When I left last May, I was nervous, but that seemed normal. While I’d taken on development opportunities before and have consistently welcomed new challenges throughout my career, this was really the first time I was stepping outside the world that I knew. Outside my comfort zone. It was hard to leave.
And at the time, I shared this quote on Instagram:
You get a strange feeling when you’re about to leave a place (. . .) like you’ll not only miss the people you love but you’ll miss the person you are now at this time and this place, because you’ll never be this way ever again.
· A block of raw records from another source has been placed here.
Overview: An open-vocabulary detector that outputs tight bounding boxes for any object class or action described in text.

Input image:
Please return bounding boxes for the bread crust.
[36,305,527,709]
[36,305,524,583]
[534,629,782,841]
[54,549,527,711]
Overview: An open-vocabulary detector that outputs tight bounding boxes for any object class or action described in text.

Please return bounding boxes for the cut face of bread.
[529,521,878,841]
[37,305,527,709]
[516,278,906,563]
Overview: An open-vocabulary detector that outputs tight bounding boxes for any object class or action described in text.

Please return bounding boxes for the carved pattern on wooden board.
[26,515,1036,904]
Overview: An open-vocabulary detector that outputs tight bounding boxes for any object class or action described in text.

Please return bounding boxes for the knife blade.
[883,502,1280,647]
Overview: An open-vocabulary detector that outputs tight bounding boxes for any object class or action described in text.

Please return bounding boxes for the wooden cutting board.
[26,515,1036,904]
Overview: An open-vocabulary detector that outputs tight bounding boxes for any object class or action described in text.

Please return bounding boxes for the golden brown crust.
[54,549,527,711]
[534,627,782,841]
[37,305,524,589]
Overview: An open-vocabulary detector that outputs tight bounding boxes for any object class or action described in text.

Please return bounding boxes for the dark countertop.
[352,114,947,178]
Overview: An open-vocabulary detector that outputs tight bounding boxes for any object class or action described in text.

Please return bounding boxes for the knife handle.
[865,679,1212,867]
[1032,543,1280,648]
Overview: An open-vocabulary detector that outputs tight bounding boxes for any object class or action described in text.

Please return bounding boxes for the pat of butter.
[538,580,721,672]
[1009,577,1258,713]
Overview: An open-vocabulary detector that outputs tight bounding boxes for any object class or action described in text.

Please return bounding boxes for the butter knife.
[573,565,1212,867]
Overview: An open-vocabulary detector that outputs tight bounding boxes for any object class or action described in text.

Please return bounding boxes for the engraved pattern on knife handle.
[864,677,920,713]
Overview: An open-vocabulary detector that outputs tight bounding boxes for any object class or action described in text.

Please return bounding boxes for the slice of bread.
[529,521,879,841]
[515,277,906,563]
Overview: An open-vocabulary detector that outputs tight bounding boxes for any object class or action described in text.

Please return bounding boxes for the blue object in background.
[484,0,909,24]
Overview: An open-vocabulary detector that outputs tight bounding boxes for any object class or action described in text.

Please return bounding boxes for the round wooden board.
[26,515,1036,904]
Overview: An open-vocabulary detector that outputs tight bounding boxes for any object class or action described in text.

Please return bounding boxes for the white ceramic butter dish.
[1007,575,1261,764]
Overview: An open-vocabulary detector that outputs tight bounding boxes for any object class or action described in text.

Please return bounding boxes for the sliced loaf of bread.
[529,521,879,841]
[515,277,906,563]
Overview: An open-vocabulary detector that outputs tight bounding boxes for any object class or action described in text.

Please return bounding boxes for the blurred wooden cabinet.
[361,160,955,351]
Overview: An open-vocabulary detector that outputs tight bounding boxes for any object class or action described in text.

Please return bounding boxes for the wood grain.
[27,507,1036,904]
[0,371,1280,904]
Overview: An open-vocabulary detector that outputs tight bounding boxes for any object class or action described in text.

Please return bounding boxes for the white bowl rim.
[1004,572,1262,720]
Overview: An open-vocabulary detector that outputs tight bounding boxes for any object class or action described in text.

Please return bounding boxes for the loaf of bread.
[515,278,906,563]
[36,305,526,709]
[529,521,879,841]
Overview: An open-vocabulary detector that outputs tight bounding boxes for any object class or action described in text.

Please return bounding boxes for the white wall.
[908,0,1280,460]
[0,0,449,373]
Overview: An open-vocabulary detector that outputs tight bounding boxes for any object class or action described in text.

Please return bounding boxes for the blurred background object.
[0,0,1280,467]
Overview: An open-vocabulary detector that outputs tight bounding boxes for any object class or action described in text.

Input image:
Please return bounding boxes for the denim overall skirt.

-Azar Nafisi, Reading Lolita in Tehran.
As I head back, it’s kind of like going home. Yet, even though I’m excited, I’m a little nervous too. I can’t help but think about this quote again. It rings so true. Over the last 8 months (and probably over the last 5 years) I have grown significantly. I have changed. I’m not the same person. Maybe it’s my 30s, maybe it’s life experiences (it’s probably both), but I’ll never be that person again. And that’s okay. That’s good. That’s life.
Both my professional and personal experiences, particularly since last spring, have broken, tested and challenged me. They’ve also nourished, built and grown me. They’ve made me question who I am… who I really am. And I’ve learned a lot about myself, what I’m capable of, where my strengths lie… how to overcome some of my weaknesses… what serves me and what doesn’t. I think I’ve even finally embraced the fact that I am the only one who gets to decide “who” I am… and that while feedback is important, not all feedback is relevant, founded or valuable. I may still be learning to accept that not everyone is going to like me, but I am more comfortable with and confident in myself than I’ve ever been – strengths and weaknesses… qualities and flaws. This is who I am. And I love who I am.
So as I head back to familiar faces, surroundings and projects; as I begin the process of learning my new job and re-acquainting myself with a great team; I am mindful about not slipping back into “who I was”, but bringing the lessons that I’ve learned with me. I will remain open to learning, stretching and growing in this next chapter, but I’m stepping forward with a measure of gentleness and a desire to settle in, live in the moment and truly enjoy and appreciated how far I’ve come and all that has been built this past year these past years.
(And I’ll definitely make the most of the extra 45 minutes or so that I’ll be saving in transportation every day!)
I’m excited. I’m nervous. I’m ready.